WASHINGTON, Dec. 12 (UPI) -- The U.S. Supreme Court Monday unanimously struck down the way the Board of Immigration Appeals applies federal law in deportation cases.

The high court opinion, written by Justice Elena Kagan, said the BIA's method "is 'arbitrary and capricious' under the [federal] Administrative Procedure Act."

Immigration laws have always provided separate lists of substantive grounds for excluding someone from the United States or deporting someone from the country. The lists occasionally overlap. But the BIA has been using the exclusion statute as a model for deportation cases.

The BIA's approach, known as the "comparable grounds" rule, evaluates whether the charged ground -- or reason -- for deportation has "a close analogue in the statute's list of exclusion grounds" for exclusion.

"If the deportation ground consists of a set of crimes 'substantially equivalent' to the set making up an exclusion ground, the alien can seek ... relief [under the governing federal statute]," Kagan's opinion said. "But if the deportation ground covers different or more or fewer offenses than any exclusion ground, the alien is ineligible for relief, even if the alien's particular offense falls within an exclusion ground."
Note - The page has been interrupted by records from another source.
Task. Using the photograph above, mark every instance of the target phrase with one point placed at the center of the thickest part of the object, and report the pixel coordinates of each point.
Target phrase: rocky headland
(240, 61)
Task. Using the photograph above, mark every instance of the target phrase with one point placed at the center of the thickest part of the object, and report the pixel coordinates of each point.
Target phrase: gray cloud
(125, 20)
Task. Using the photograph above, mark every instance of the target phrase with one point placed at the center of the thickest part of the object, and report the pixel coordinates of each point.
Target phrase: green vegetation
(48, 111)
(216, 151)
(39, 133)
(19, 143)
The case bringing the decision involves Joel Judulang, a native of the Philippines who entered the United States in 1974 at the age of 8.

"In 1988, Judulang took part in a fight in which another person shot and killed someone," the opinion said. "Judulang was charged as an accessory and eventually pleaded guilty to voluntary manslaughter. He received a six-year suspended sentence and was released on probation immediately after his plea. In 2005, after Judulang pleaded guilty to another criminal offense (this one involving theft), [the Department of Homeland Security] commenced an action to deport him. DHS charged Judulang with having committed an 'aggravated felony' involving 'a crime of violence,' based on his old manslaughter conviction."
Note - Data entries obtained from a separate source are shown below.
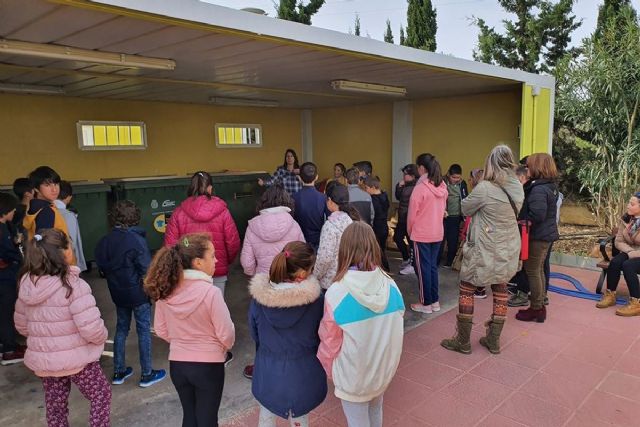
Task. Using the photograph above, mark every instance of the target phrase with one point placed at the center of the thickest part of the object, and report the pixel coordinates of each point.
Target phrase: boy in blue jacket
(123, 257)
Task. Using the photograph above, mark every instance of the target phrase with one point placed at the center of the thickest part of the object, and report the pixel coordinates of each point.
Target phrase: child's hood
(272, 224)
(202, 208)
(194, 289)
(284, 304)
(34, 291)
(370, 288)
(440, 192)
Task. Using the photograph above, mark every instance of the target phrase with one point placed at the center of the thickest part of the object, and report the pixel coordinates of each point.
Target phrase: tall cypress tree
(388, 34)
(298, 12)
(421, 25)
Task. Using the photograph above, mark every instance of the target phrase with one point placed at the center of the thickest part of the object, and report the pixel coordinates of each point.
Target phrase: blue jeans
(142, 314)
(426, 266)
An immigration judge ordered Judulang's deportation, and the BIA affirmed. The BIA said he could not apply for relief under the federal statute because the "crime of violence" deportation ground is not comparable to any exclusion ground, including the one for crimes involving moral turpitude.

When a federal appeals court rejected the case, the man's lawyers asked the U.S.Supreme Court for review.

"By hinging a deportable alien's eligibility for discretionary relief on the chance correspondence between statutory categories -- a matter irrelevant to the alien's fitness to reside in this country -- the BIA has failed to exercise its discretion in a reasoned manner," Kagan said.

The ruling reversed the lower court ruling and sent the case back down for proceedings in line with the high court opinion.